After applying the pressure-sensitive adhesive composition of Comparative Example 1 on the surface of a polyethylene terephthalate film having a thickness of 38 μm so that the thickness after drying becomes 20 μm, the adhesive composition was dried by a hot-air circulating oven at 100 ° C. for 2 minutes and adhered. An agent layer was formed. Thereafter, the release agent layer (silicone-treated surface) of the release film of Comparative Example 1 prepared above was bonded to the surface of the pressure-sensitive adhesive layer. The obtained pressure-sensitive adhesive film was kept at 40 ° C. for 5 days to cure the pressure-sensitive adhesive layer, thereby obtaining a surface protective film of Comparative Example 1.

(Comparative Example 2)
The surface of Comparative Example 2 was prepared in the same manner as in Comparative Example 1 except that tri-n-butylmethylammonium bistrifluoromethanesulfonimide, an ionic compound having a melting point of 27.5 ° C., was not added to the pressure-sensitive adhesive layer. A protective film was obtained.

(Comparative Example 3)
A surface protective film of Comparative Example 3 was obtained in the same manner as in Example 1 except that tetraethylene glycol di-2-ethylhexonate as an ester plasticizer was not added to the release agent layer.

(Example 2)
Instead of the pressure-sensitive adhesive composition of Example 1, a 30% ethyl acetate solution 100 of a pressure-sensitive adhesive polymer comprising a copolymer of 58 parts by weight of 2-ethylhexyl acrylate, 38 parts by weight of butyl acrylate, and 4 parts by weight of 2-hydroxyethyl acrylate Example 1 was repeated except that an isocyanate-based curing agent (manufactured by Tosoh Corporation, trade name: Coronate (registered trademark) HX) (1.2 parts by weight) was added to and mixed with an adhesive composition. Similarly, a surface protective film of Example 2 was obtained.

(Example 3)
Instead of the pressure-sensitive adhesive composition of Example 1, 96 parts by weight of 2-ethylhexyl acrylate and 100 parts by weight of a 30% ethyl acetate solution of a pressure-sensitive adhesive polymer composed of a copolymer of 4 parts by weight of 2-hydroxyethyl acrylate were used. Example 1 was repeated in the same manner as in Example 1, except that 1.2 parts by weight of an isocyanate-based curing agent (manufactured by Tosoh Corporation, product name: Coronate (registered trademark) HX) was added and mixed. 3 was obtained.

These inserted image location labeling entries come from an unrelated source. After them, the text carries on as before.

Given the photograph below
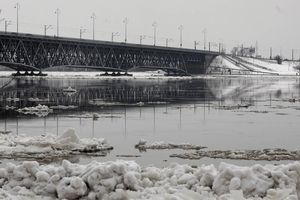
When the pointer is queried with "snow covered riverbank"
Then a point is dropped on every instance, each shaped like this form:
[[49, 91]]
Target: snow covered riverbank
[[121, 180], [50, 147]]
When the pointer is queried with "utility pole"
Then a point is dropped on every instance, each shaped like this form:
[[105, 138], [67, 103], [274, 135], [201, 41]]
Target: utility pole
[[7, 23], [93, 17], [17, 6], [57, 12], [180, 29], [154, 25], [47, 27], [81, 32], [141, 39], [125, 21]]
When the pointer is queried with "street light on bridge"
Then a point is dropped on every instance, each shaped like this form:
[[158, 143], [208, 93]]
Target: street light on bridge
[[196, 43], [1, 19], [93, 17], [180, 28], [113, 34], [168, 40], [7, 23], [141, 39], [125, 21], [204, 38], [81, 32], [47, 27], [154, 25], [57, 12], [17, 6]]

Hereinafter, the method and results of the evaluation test will be described.
<Measurement method of release force of release film>
A sample of the surface protective film is cut into a width of 50 mm and a length of 150 mm. In a test environment of 23 ° C. × 50% RH, the strength at the time of peeling the release film was measured in a direction of 180 ° at a peeling speed of 300 mm / min using a tensile tester, and the peel strength of the release film ( N / 50 mm).

<Method of measuring adhesive strength of surface protective film>
An anti-glare low-reflection polarizing plate (AG-LR polarizing plate) was bonded to the surface of the glass plate with a double-sided adhesive tape using a bonding machine. Thereafter, a surface protective film cut to a width of 25 mm was attached to the surface of the polarizing plate, and then stored for one day in a test environment of 23 ° C. × 50% RH. Thereafter, the strength when the surface protective film was peeled was measured in a direction of 180 ° at a peeling speed of 300 mm / min using a tensile tester, and this was defined as the adhesive strength (N / 25 mm).

<Measurement method of peeling voltage of surface protective film>
An anti-glare low-reflection polarizing plate (AG-LR polarizing plate) was bonded to the surface of the glass plate with a double-sided adhesive tape using a bonding machine. Thereafter, a surface protective film cut to a width of 25 mm was attached to the surface of the polarizing plate, and then stored for one day in a test environment of 23 ° C. × 50% RH. Then, the surface potential of the polarizing plate surface was measured using a surface potentiometer (manufactured by Keyence Corporation) while peeling the surface protective film at a peeling speed of 40 m / min using a high-speed peeling tester (manufactured by Tester Sangyo). The maximum value of the absolute value of the surface potential measured every 10 ms was defined as the peeling voltage (kV).

<Method for confirming surface contamination of surface protective film>
An anti-glare low-reflection polarizing plate (AG-LR polarizing plate) was bonded to the surface of the glass plate with a double-sided adhesive tape using a bonding machine. Thereafter, a surface protective film cut to a width of 25 mm was bonded to the surface of the polarizing plate, and stored for 3 days and 30 days in a test environment of 23 ° C. × 50% RH. Thereafter, the surface protective film was peeled off, and the presence or absence of contamination on the surface of the polarizing plate was visually observed. As a criterion for determining the surface contamination, a case where there was no transfer of contamination to the polarizing plate was defined as (、), and a case where transfer of contamination was confirmed to the polarizing plate was defined as (×).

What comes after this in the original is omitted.